İnsanları giden evler yılkı atları gibi öylece bırakılmalı mı?
Dönmekten
yorgun düşmüş bir aspiratör.
Tam yedi kanadı var; durduğu vakitlerde sayan çok olmuştur. Aspiratörlü
mekanlar kanatlarının sayılmasına izin veren bir can sıkıcılıkta
beklenilen yerler değil midir? Muhtemelen, yorgun yüzünde beş
günlük sakalıyla bir adam, artık yılların verdiği bir alışkanlıkla
düğmesine uzanıyor ve onu parmaklarını çıtırdatma alışkanlığı
içinde yeniden çalıştırıyor. Günde kaç defa düğmeye bastığı sorulsa
bunu bilemeyecek; ancak belki bir emekli, günlük gazetesini okuduktan
sonra gözlerinin takıldığı bu aspiratörün ıskartaya çıkıncaya
kadar kaç kere dönmüş olabileceğini düşünmüş, cebinden çıkarttığı
bir kalemle oturup hesabını bile yapmıştır. İçerideki kirli havayı,
hiç şüphesiz yoğun sigara dumanını dışarıya atan bu aspiratör,
yapıp ettiklerimize ilişkin ironik sembollerden bir gibi..Aspiratörün
takılı olduğu cam da kendisini görünür kılanı bize
ulaştırarak bir başka ironiye dokunuyor. Gören, gösteren, gösterilen
ve gösterge siyahla beyazın tuhaf dalgalanışındaki bu fotoğrafta
birbirine karışıyor. Artık her şahit bu zincirin kopmaz bir parçası
değil midir?
Önce iri bir leke gibi duran
kadın, sonra rastgele merdivenlere bırakılmış sepetler. Altın
sarısı aydınlık demeti; öylesine sere serpe uzanan som altın gövdeler.

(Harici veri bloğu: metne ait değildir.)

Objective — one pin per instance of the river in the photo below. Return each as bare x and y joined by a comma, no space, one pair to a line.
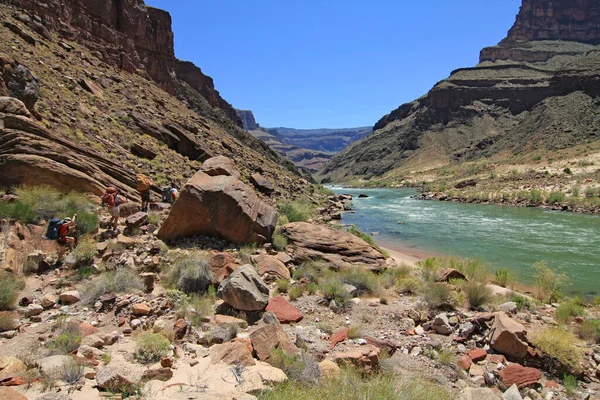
502,236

Onlar aldırmasa da, gözler
üzerlerinde gezinecek, saplarından tutulacak, kaldırılıp indirilecek,
elde nasıl durduğu görülecek, fiyatı düşünülecek nihayet satıcısına
sorulacak. Sepetler artık yük taşıma işine yaramıyorlar; bir an
önce modernliğe fırlamak isteyen kasaba kökenli metropol sakinlerinin
evlerinde, geçmişle aralarına koydukları mesafenin bir nişanesi
olarak, asıl işlevinden uzaklaştırılmış bir halde bulunuyorlar.
Köşede gazetelik olabilirler ya da duvara asarsınız hanımefendi.
Nasıl olsa renkli yün çoraplarının, kurutulmuş buğday başaklarının,
işlemeli yazmaların yanında bir yer de küçük bir sepete bulunabilir.
Hem satın alınmak istenen bir sepet değil o, 'Ah, ne güzel!' nidaları,
'Çok hoş' diyen bir gülümseyiş bekliyor yalnızca. Merdivenin beşinci
basamadığındaki kadın da o sepetlerden almayacak. Her gün oradan
gelip geçerken yorgunluk gidermenin bir vesilesi olarak dönüp
sepetlere bakanlardan birisi. Soluklanırken seyirlik nesnelere
yönelme halinin rastgele örneklerinden işte, bilirsiniz. Fotoğraf
makinesi, zamanı kemendiyle tutmaya çalışan mitoloji kahramanının
yerine ikame edilse de hayat sürüyor. Kadın az sonra gitti, sepetler
akşam üzeri yeniden içeri alındılar.
Siz de şimdi bir başka resme geçmediniz mi?